EnterpriseDB / repmgr

A lightweight replication manager for PostgreSQL (Postgres)
https://repmgr.org/
Other
1.56k stars 251 forks source link

repmgr daemon status showing repmgrd as 'not running' #854

Open mRx-z3d opened 3 months ago

mRx-z3d commented 3 months ago

Hi,

I'm playing with AlloyDB Omni, which is a standard PGSQL wrapped in a container and packed with some GCP (Google) steroids. Everything is working well, I was able to build a simple config with Primary and a single Standby. I was also able to use repmgr to test the switchover and switchback operations - this also works fine. The problem starts when I try to use repmgr with automatic failover:

Versions: repmgr --version repmgr 5.4.1

postgres --version postgres (PostgreSQL) 15.5

Configuration: A) repmgrd content (/etc/default/repmgrd): REPMGRD_ENABLED=yes REPMGRD_CONF="/var/alloydb/config/repmgr.conf" REPMGRD_OPTS="--daemonize=false" REPMGRD_USER=postgres REPMGRD_BIN=/usr/bin/repmgrd REPMGRD_PIDFILE=/var/run/repmgrd.pid

B) repmgr cofiguration (/var/alloydb/config/repmgr.conf): failover=automatic promote_command='/usr/bin/repmgr standby promote -f /var/alloydb/config/repmgr.conf --log-to-file' follow_command='/usr/bin/repmgr standby follow -f /var/alloydb/config/repmgr.conf --log-to-file --upstream-node-id=%n' repmgrd_service_start_command='sudo /usr/bin/systemctl start repmgrd' repmgrd_service_start_command='sudo /usr/bin/systemctl stop repmgrd' monitoring_history=yes log_level=INFO log_file='/var/log/postgres/repmgrd.log'

Sympthoms: I'm able to start the repmgrd service on both nodes:

on prim: repmgr -f /var/alloydb/config/repmgr.conf daemon start --verbose NOTICE: using provided configuration file "/var/alloydb/config/repmgr.conf" INFO: connecting to local node NOTICE: executing: "sudo /usr/bin/systemctl start repmgrd" NOTICE: repmgrd was successfully started

prim output: ● repmgrd.service - LSB: Start/stop repmgrd Loaded: loaded (/etc/init.d/repmgrd; generated) Active: active (running) since Mon 2024-06-24 04:24:39 EDT; 16min ago Docs: man:systemd-sysv-generator(8) Process: 10531 ExecStart=/etc/init.d/repmgrd start (code=exited, status=0/SUCCESS) Tasks: 1 (limit: 19151) Memory: 1.3M CPU: 532ms CGroup: /system.slice/repmgrd.service └─10536 /usr/lib/postgresql/15/bin/repmgrd --config-file /var/alloydb/config/repmgr.conf --daemonize=false

Jun 24 04:24:39 omnidbv-repli-03 systemd[1]: Starting LSB: Start/stop repmgrd... Jun 24 04:24:39 omnidbv-repli-03 repmgrd[10531]: Starting PostgreSQL replication management and monitoring daemon: repmgrd. Jun 24 04:24:39 omnidbv-repli-03 systemd[1]: Started LSB: Start/stop repmgrd.
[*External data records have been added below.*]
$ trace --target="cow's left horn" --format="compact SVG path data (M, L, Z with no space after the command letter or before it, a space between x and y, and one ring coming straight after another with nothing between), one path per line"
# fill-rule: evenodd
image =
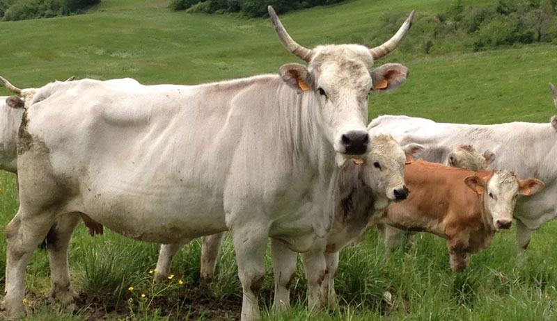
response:
M553 103L557 107L557 88L551 83L549 83L549 88L551 88L551 92L553 92Z
M0 76L0 80L2 81L3 83L4 83L4 85L6 86L6 88L15 92L17 94L22 94L22 90L10 83L10 82L6 80L5 78Z
M297 57L306 63L309 63L311 60L311 58L313 57L313 51L299 45L297 42L294 41L288 33L286 32L286 29L284 28L284 26L283 26L283 24L281 24L281 20L278 19L278 17L277 17L276 13L274 12L273 7L269 6L267 10L269 11L271 21L273 22L274 31L276 32L278 40L281 40L283 46L288 49L289 51L296 55Z
M406 37L406 34L408 33L408 31L410 30L410 27L412 26L413 19L414 10L410 13L410 15L406 18L405 23L402 24L402 25L400 26L400 28L398 29L398 31L395 33L395 35L393 35L393 38L387 40L383 44L370 49L370 52L371 53L371 56L373 57L373 60L377 60L381 57L383 57L391 51L395 50L396 47L398 47L400 42L404 40L405 37Z

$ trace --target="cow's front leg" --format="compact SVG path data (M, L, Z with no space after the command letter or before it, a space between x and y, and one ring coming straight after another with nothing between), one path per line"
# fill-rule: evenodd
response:
M274 274L273 311L282 311L290 308L290 283L296 272L298 254L291 251L284 242L271 239L271 255Z
M206 287L214 279L214 268L221 250L224 232L203 236L201 244L201 272L199 286Z
M448 240L447 245L449 250L450 270L453 272L462 272L468 266L470 254L466 252L464 249L464 246L457 241Z
M517 252L524 253L531 239L532 230L519 220L517 220Z
M317 240L314 246L307 252L301 254L304 270L308 280L308 308L320 310L323 307L323 293L321 284L325 277L327 264L325 263L325 247L320 246L322 240Z
M238 263L238 277L244 294L241 321L260 320L257 293L261 288L265 273L265 255L269 238L267 225L250 222L230 227Z
M60 217L56 226L47 236L47 249L50 261L50 296L68 305L77 297L70 280L68 268L68 249L75 227L79 222L79 214L68 214Z
M182 245L189 242L191 239L186 239L173 244L162 244L159 252L159 260L157 261L157 273L155 274L155 281L164 282L170 275L170 268L172 261L176 253Z
M338 270L338 255L339 252L338 252L333 253L325 252L327 270L325 270L324 279L321 285L321 293L323 295L323 299L330 309L336 307L335 274L336 274L336 271Z

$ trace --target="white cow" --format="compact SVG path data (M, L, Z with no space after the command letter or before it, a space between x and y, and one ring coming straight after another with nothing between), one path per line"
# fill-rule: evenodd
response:
M557 90L550 84L557 107ZM381 116L371 122L371 135L389 133L401 144L417 143L426 149L443 146L447 150L462 144L479 150L489 149L497 157L492 168L514 171L519 177L535 177L545 182L545 188L531 197L517 202L517 248L526 249L532 231L557 217L557 116L549 123L515 122L493 125L436 123L424 118ZM441 155L430 161L446 161Z
M394 89L408 74L399 64L370 67L402 41L413 16L373 49L308 49L269 11L307 67L196 86L84 79L37 91L18 136L19 209L6 227L8 317L24 312L25 268L47 235L51 295L73 301L68 247L84 213L165 244L171 258L194 238L230 230L242 320L259 319L267 238L304 252L330 229L339 167L370 148L369 92Z

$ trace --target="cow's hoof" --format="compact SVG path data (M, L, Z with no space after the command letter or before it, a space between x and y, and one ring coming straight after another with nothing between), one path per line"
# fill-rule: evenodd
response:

on stby: repmgr -f /var/alloydb/config/repmgr.conf daemon start --verbose NOTICE: using provided configuration file "/var/alloydb/config/repmgr.conf" INFO: connecting to local node NOTICE: executing: "sudo /usr/bin/systemctl start repmgrd" NOTICE: repmgrd was successfully started

stby output: ● repmgrd.service - LSB: Start/stop repmgrd Loaded: loaded (/etc/init.d/repmgrd; generated) Active: active (running) since Mon 2024-06-24 04:24:39 EDT; 17min ago Docs: man:systemd-sysv-generator(8) Process: 10531 ExecStart=/etc/init.d/repmgrd start (code=exited, status=0/SUCCESS) Tasks: 1 (limit: 19151) Memory: 1.3M CPU: 567ms CGroup: /system.slice/repmgrd.service └─10536 /usr/lib/postgresql/15/bin/repmgrd --config-file /var/alloydb/config/repmgr.conf --daemonize=false

Jun 24 04:24:39 omnidbv-repli-03 systemd[1]: Starting LSB: Start/stop repmgrd... Jun 24 04:24:39 omnidbv-repli-03 repmgrd[10531]: Starting PostgreSQL replication management and monitoring daemon: repmgrd. Jun 24 04:24:39 omnidbv-repli-03 systemd[1]: Started LSB: Start/stop repmgrd.

repmgr extention is installed on both nodes: repmgr=# SELECT * FROM pg_extension; oid extname extowner extnamespace extrelocatable extversion extconfig extcondition
14204 plpgsql 10 11 f 1.0
99377 google_columnar_engine 10 2200 t 1.0
99567 google_db_advisor 10 2200 t 1.0
99661 hypopg 10 2200 t 1.3.2
50059 repmgr 47598 50058 f 5.4 {50060,50076,50083} {"","",""}
repmgr service status and daemon status are able to show the repmgrd PIDs but reporting repmgrd as 'not running' ID Name Role Status Upstream repmgrd PID Paused? Upstream last seen
1 omnidbv-03-n1 primary * running not running 52598 no n/a
2 omnidbv-03-n2 standby running omnidbv-03-n1 not running 10536 no 0 second(s) ago

Any clue why this can be happening? What types of checks repmgr is doing to get the daemon status (beside the repmgrd_is_running function)? Appreciate any help in debugging. BTW. why the logfile is reporting about: set_repmgrd_pid(): provided pidfile is /tmp/repmgrd.pid and not as configured: REPMGRD_PIDFILE=/var/run/repmgrd.pid,

mRx-z3d commented 3 months ago

@ibarwick any chance you could look into this? Many thanks.